There is a question that comes up early in almost every AI conversation we have with founders and product leaders: "Is our process a good candidate for this?"
It sounds like a simple question. It is not. A recent MIT study reports that 95% of enterprise generative AI pilots fail to deliver measurable business impact, and that the primary cause is not the technology itself but the absence of workflow integration and a defined outcome before the build begins. Most teams answer the question by focusing on the technology first, evaluating what a particular model or agent framework can do, and then searching for a process to apply it. That sequence produces many promising pilots but leaves production systems in short supply.
The teams that get reliable returns from AI automation tend to approach it the other way around. They start with the process, apply a small set of diagnostic criteria, and only then ask whether AI is the right tool. The criteria are not complicated. But applying them honestly before committing to a build significantly changes the outcome.
This article lays out those criteria, drawn from two projects in our current AI portfolio that both fit the same pattern, and explains why that pattern matters more than the specific technology used to automate it.
Across the projects we have built, the ones that deliver durable returns share a recognizable profile. Not identical processes, not identical industries, but the same structural characteristics.
The first is volume. A process that happens once a week is a different problem from one that happens ten thousand times a month. AI automation has fixed costs: model selection, fine-tuning, infrastructure, integration, and ongoing monitoring. Those costs need to be distributed across enough repetitions to generate a positive return. The higher the volume, the faster the equation resolves in the right direction.
The second is a defined quality standard. This is the criterion most teams underestimate.
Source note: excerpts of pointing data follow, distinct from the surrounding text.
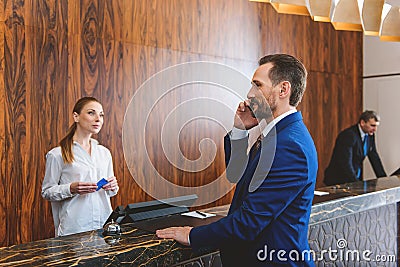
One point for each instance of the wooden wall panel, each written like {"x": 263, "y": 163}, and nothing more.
{"x": 54, "y": 52}
{"x": 14, "y": 129}
{"x": 3, "y": 203}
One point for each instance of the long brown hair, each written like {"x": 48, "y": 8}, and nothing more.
{"x": 67, "y": 141}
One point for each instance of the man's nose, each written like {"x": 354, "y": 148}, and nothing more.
{"x": 250, "y": 94}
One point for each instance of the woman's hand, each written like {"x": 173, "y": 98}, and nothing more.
{"x": 82, "y": 187}
{"x": 112, "y": 184}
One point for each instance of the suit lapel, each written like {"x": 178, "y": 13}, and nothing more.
{"x": 242, "y": 187}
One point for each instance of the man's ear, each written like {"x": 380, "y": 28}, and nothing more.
{"x": 285, "y": 88}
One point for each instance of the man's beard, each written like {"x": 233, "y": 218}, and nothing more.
{"x": 263, "y": 111}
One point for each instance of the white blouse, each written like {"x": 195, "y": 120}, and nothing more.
{"x": 74, "y": 213}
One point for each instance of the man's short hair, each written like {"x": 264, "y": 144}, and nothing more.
{"x": 367, "y": 115}
{"x": 287, "y": 68}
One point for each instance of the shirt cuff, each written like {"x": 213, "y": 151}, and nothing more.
{"x": 237, "y": 133}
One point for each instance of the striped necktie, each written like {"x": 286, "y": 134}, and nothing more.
{"x": 365, "y": 144}
{"x": 256, "y": 146}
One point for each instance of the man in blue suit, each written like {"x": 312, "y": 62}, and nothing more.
{"x": 351, "y": 147}
{"x": 267, "y": 224}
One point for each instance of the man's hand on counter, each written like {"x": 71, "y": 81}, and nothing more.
{"x": 180, "y": 234}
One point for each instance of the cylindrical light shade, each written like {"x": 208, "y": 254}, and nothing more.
{"x": 295, "y": 7}
{"x": 345, "y": 15}
{"x": 370, "y": 11}
{"x": 390, "y": 23}
{"x": 319, "y": 9}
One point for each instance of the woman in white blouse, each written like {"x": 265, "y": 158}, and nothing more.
{"x": 73, "y": 170}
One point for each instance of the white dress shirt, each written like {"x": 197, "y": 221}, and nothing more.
{"x": 74, "y": 213}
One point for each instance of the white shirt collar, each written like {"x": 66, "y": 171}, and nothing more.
{"x": 270, "y": 125}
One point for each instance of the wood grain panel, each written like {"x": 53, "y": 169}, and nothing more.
{"x": 54, "y": 52}
{"x": 15, "y": 129}
{"x": 47, "y": 113}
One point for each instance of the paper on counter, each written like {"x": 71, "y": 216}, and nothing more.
{"x": 320, "y": 193}
{"x": 195, "y": 214}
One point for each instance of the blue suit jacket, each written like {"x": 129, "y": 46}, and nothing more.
{"x": 272, "y": 202}
{"x": 348, "y": 156}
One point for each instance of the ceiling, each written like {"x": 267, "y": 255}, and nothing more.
{"x": 373, "y": 17}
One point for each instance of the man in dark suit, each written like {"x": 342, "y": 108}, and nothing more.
{"x": 267, "y": 223}
{"x": 352, "y": 146}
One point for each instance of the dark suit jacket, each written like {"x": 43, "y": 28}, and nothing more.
{"x": 348, "y": 156}
{"x": 271, "y": 210}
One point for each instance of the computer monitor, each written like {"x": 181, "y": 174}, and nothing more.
{"x": 151, "y": 209}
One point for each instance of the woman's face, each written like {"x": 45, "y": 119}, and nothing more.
{"x": 91, "y": 118}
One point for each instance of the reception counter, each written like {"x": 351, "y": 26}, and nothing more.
{"x": 353, "y": 219}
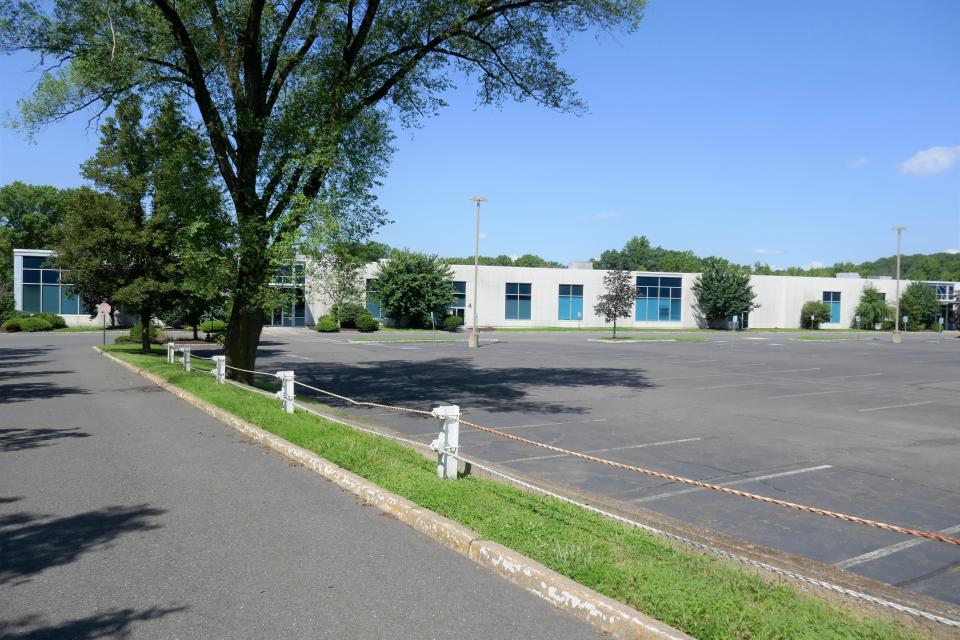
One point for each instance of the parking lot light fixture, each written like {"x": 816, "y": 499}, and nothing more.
{"x": 896, "y": 315}
{"x": 474, "y": 340}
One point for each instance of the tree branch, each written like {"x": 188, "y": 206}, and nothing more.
{"x": 208, "y": 110}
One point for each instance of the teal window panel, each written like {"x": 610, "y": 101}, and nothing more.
{"x": 51, "y": 299}
{"x": 31, "y": 298}
{"x": 69, "y": 300}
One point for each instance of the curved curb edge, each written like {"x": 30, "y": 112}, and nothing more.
{"x": 609, "y": 616}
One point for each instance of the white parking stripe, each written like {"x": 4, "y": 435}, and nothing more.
{"x": 802, "y": 395}
{"x": 681, "y": 492}
{"x": 547, "y": 424}
{"x": 896, "y": 406}
{"x": 886, "y": 551}
{"x": 631, "y": 446}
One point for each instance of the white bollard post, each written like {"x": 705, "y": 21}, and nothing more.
{"x": 448, "y": 442}
{"x": 286, "y": 390}
{"x": 220, "y": 362}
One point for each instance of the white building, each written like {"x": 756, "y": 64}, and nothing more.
{"x": 524, "y": 296}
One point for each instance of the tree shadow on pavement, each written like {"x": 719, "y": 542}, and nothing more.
{"x": 115, "y": 624}
{"x": 452, "y": 380}
{"x": 10, "y": 358}
{"x": 24, "y": 391}
{"x": 17, "y": 439}
{"x": 31, "y": 543}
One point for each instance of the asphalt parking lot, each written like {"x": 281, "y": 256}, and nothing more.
{"x": 863, "y": 427}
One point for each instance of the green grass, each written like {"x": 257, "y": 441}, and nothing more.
{"x": 704, "y": 596}
{"x": 90, "y": 329}
{"x": 655, "y": 339}
{"x": 408, "y": 339}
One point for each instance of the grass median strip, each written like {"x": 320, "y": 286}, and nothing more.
{"x": 703, "y": 596}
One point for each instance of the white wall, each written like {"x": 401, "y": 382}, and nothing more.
{"x": 780, "y": 297}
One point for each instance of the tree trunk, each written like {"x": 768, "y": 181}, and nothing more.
{"x": 246, "y": 316}
{"x": 145, "y": 314}
{"x": 243, "y": 336}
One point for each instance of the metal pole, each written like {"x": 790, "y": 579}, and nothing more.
{"x": 474, "y": 340}
{"x": 896, "y": 318}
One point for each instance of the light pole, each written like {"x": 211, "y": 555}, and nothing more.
{"x": 896, "y": 316}
{"x": 474, "y": 340}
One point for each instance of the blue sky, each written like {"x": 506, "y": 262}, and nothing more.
{"x": 792, "y": 133}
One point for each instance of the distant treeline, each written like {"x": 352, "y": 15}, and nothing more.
{"x": 639, "y": 255}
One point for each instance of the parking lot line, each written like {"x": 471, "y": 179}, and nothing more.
{"x": 886, "y": 551}
{"x": 896, "y": 406}
{"x": 813, "y": 393}
{"x": 548, "y": 424}
{"x": 760, "y": 373}
{"x": 629, "y": 446}
{"x": 770, "y": 476}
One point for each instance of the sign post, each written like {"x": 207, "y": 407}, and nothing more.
{"x": 104, "y": 309}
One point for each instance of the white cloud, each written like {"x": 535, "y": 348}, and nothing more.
{"x": 931, "y": 161}
{"x": 606, "y": 215}
{"x": 858, "y": 163}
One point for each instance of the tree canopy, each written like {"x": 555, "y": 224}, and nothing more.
{"x": 411, "y": 286}
{"x": 618, "y": 297}
{"x": 723, "y": 290}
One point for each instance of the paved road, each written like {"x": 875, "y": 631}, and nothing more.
{"x": 867, "y": 428}
{"x": 125, "y": 513}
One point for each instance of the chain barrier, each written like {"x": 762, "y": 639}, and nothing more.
{"x": 657, "y": 474}
{"x": 713, "y": 550}
{"x": 929, "y": 535}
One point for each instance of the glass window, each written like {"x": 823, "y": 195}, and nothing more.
{"x": 51, "y": 299}
{"x": 518, "y": 295}
{"x": 31, "y": 298}
{"x": 658, "y": 298}
{"x": 571, "y": 302}
{"x": 69, "y": 300}
{"x": 460, "y": 298}
{"x": 832, "y": 298}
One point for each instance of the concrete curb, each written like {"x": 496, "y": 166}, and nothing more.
{"x": 609, "y": 616}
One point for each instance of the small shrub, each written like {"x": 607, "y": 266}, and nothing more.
{"x": 820, "y": 312}
{"x": 347, "y": 313}
{"x": 328, "y": 324}
{"x": 55, "y": 321}
{"x": 35, "y": 324}
{"x": 156, "y": 333}
{"x": 452, "y": 323}
{"x": 213, "y": 326}
{"x": 366, "y": 322}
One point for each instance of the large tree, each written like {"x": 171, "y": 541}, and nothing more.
{"x": 723, "y": 290}
{"x": 411, "y": 287}
{"x": 618, "y": 298}
{"x": 296, "y": 96}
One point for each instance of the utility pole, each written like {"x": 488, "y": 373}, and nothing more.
{"x": 474, "y": 340}
{"x": 896, "y": 316}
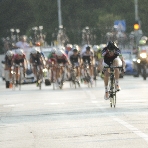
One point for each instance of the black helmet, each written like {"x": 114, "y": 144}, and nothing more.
{"x": 75, "y": 50}
{"x": 88, "y": 48}
{"x": 111, "y": 45}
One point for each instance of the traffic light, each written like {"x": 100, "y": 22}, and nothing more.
{"x": 136, "y": 25}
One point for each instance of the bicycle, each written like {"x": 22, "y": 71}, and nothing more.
{"x": 95, "y": 68}
{"x": 53, "y": 74}
{"x": 13, "y": 78}
{"x": 87, "y": 78}
{"x": 38, "y": 74}
{"x": 112, "y": 86}
{"x": 74, "y": 80}
{"x": 20, "y": 72}
{"x": 62, "y": 76}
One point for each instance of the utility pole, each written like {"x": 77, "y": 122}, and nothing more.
{"x": 136, "y": 10}
{"x": 59, "y": 13}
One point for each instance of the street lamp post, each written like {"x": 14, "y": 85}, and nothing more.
{"x": 17, "y": 34}
{"x": 59, "y": 12}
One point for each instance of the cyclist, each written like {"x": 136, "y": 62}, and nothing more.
{"x": 8, "y": 64}
{"x": 74, "y": 58}
{"x": 112, "y": 54}
{"x": 61, "y": 61}
{"x": 19, "y": 58}
{"x": 97, "y": 57}
{"x": 68, "y": 48}
{"x": 87, "y": 55}
{"x": 36, "y": 58}
{"x": 23, "y": 42}
{"x": 51, "y": 62}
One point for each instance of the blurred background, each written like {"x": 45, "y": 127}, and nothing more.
{"x": 78, "y": 21}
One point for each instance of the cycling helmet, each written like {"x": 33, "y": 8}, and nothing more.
{"x": 95, "y": 48}
{"x": 53, "y": 50}
{"x": 34, "y": 51}
{"x": 88, "y": 48}
{"x": 20, "y": 52}
{"x": 59, "y": 53}
{"x": 111, "y": 45}
{"x": 68, "y": 47}
{"x": 9, "y": 53}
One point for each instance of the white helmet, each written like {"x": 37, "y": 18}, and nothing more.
{"x": 20, "y": 52}
{"x": 53, "y": 50}
{"x": 9, "y": 53}
{"x": 59, "y": 53}
{"x": 34, "y": 51}
{"x": 95, "y": 48}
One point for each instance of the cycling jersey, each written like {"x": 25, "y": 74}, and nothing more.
{"x": 18, "y": 59}
{"x": 52, "y": 58}
{"x": 8, "y": 61}
{"x": 108, "y": 59}
{"x": 87, "y": 56}
{"x": 61, "y": 59}
{"x": 37, "y": 58}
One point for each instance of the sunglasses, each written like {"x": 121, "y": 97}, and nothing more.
{"x": 111, "y": 51}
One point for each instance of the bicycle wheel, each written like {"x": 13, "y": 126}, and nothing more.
{"x": 39, "y": 80}
{"x": 20, "y": 80}
{"x": 13, "y": 82}
{"x": 114, "y": 100}
{"x": 112, "y": 93}
{"x": 95, "y": 75}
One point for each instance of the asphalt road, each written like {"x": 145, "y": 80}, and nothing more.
{"x": 74, "y": 118}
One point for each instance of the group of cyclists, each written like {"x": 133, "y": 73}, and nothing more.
{"x": 62, "y": 58}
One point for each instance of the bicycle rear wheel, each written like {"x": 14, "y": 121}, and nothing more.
{"x": 20, "y": 81}
{"x": 13, "y": 82}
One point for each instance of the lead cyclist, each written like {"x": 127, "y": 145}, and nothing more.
{"x": 112, "y": 54}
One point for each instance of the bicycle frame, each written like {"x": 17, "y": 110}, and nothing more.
{"x": 73, "y": 75}
{"x": 87, "y": 77}
{"x": 39, "y": 75}
{"x": 112, "y": 89}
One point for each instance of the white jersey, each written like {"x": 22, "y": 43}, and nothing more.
{"x": 70, "y": 53}
{"x": 22, "y": 45}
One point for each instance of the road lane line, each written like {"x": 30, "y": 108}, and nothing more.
{"x": 54, "y": 103}
{"x": 127, "y": 125}
{"x": 13, "y": 105}
{"x": 132, "y": 128}
{"x": 92, "y": 97}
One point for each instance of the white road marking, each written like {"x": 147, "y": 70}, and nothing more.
{"x": 133, "y": 100}
{"x": 92, "y": 97}
{"x": 127, "y": 125}
{"x": 132, "y": 128}
{"x": 13, "y": 105}
{"x": 54, "y": 103}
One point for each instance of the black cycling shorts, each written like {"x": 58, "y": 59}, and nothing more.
{"x": 19, "y": 61}
{"x": 109, "y": 60}
{"x": 61, "y": 61}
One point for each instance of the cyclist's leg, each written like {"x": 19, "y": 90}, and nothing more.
{"x": 117, "y": 62}
{"x": 106, "y": 79}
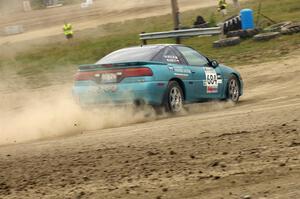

For AI to replace or meaningfully assist a manual process, there must be a measurable definition of what "correct" means. Not a general sense that the output is good enough, but a specific, verifiable standard that can be used to benchmark the model's performance and evaluate whether it has reached the threshold required for the business case to hold. As we covered in our piece on how to build a business case for AI before writing a line of code, that accuracy threshold is not a technical aspiration. It is the number below which the automation does not displace the manual effort it was supposed to replace.
The third is the input structure. Fully unstructured inputs, open-ended conversations, creative outputs, highly contextual judgment calls: these are not impossible for AI to handle, but they are harder to automate reliably and the accuracy ceiling tends to be lower. Processes with structured or semi-structured inputs, forms, documents, defined fields, and repeating formats provide the model with more signals to produce more consistent outputs.
The fourth is current reliance on manual human effort. This sounds obvious, but it matters for a specific reason. If a process is already partially automated, the incremental value of AI is smaller and harder to isolate. The clearest business cases involve processes in which a team currently performs repetitive work that produces consistent output. The labor cost is visible, the error rate is measurable, and the displacement calculation is straightforward.
A process that scores strongly on all four criteria is not guaranteed to produce a successful AI implementation. But in our experience, a process that scores poorly on any one of them is unlikely to deliver the kind of reliable, compounding returns that justify the investment. Let's do a quick exercise together to see where you would rate yourself as an AI automation candidate:
Score your process on five criteria. Give yourself 2, 1 or 0 points per question.
The reason this diagnostic framework is worth articulating is that it is not theoretical. Two of the three projects in our current AI portfolio fit the profile above almost exactly, despite being in different industries, serving different clients and involving different technical approaches.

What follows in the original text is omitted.